# Panic: 12.2 does not work with jails



## PMc (Dec 7, 2020)

Okay, You moved my other thread to ports+packages, but this is base: 12.2 cannot run my jails!

As soon as I start and stop 2-3 jails, there is kernel panic. 
This machine was running for a year with 11.3 and 4 in this layout, and the only thing I did was a clean upgrade to 12.2-p1 and recompile the ports. This is not related to ports. I first thought that, too, but it isn't.

It is not one specific jail, it seems any will crash. 
I tried already GENERIC kernel, with same fault. 
It may be related to VIMAGE, not sure yet. An old-style jail seems to have behaved better, that needs further test. (If it is VIMAGE, it might also be Netgraph.)

I had Rel 12.2 running on the other machine for quite a while with no issues, but that doesn't have jails. Now this is my main backend, I don't even have telephone working now.
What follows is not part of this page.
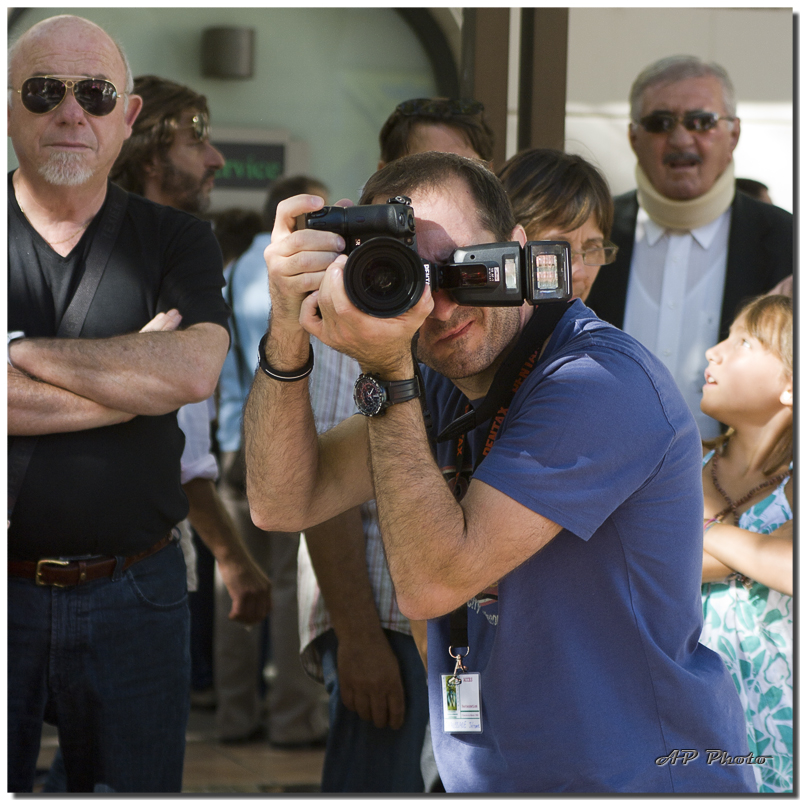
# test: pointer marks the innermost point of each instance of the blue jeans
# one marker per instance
(360, 757)
(108, 664)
This is really bad.

I'm not sure how to proceed now: should I try to find the flaw, or go back to 11.4?
Has anybody heard about such problem, anywhere?


----------



## SirDice (Dec 7, 2020)

PMc said:


> Has anybody heard about such problem, anywhere?


Nothing familiar comes to mind. I have several 12.2 machines with jails, no problems there.


----------



## PMc (Dec 7, 2020)

Thank You. Are Yours in VIMAGE with Netgraph?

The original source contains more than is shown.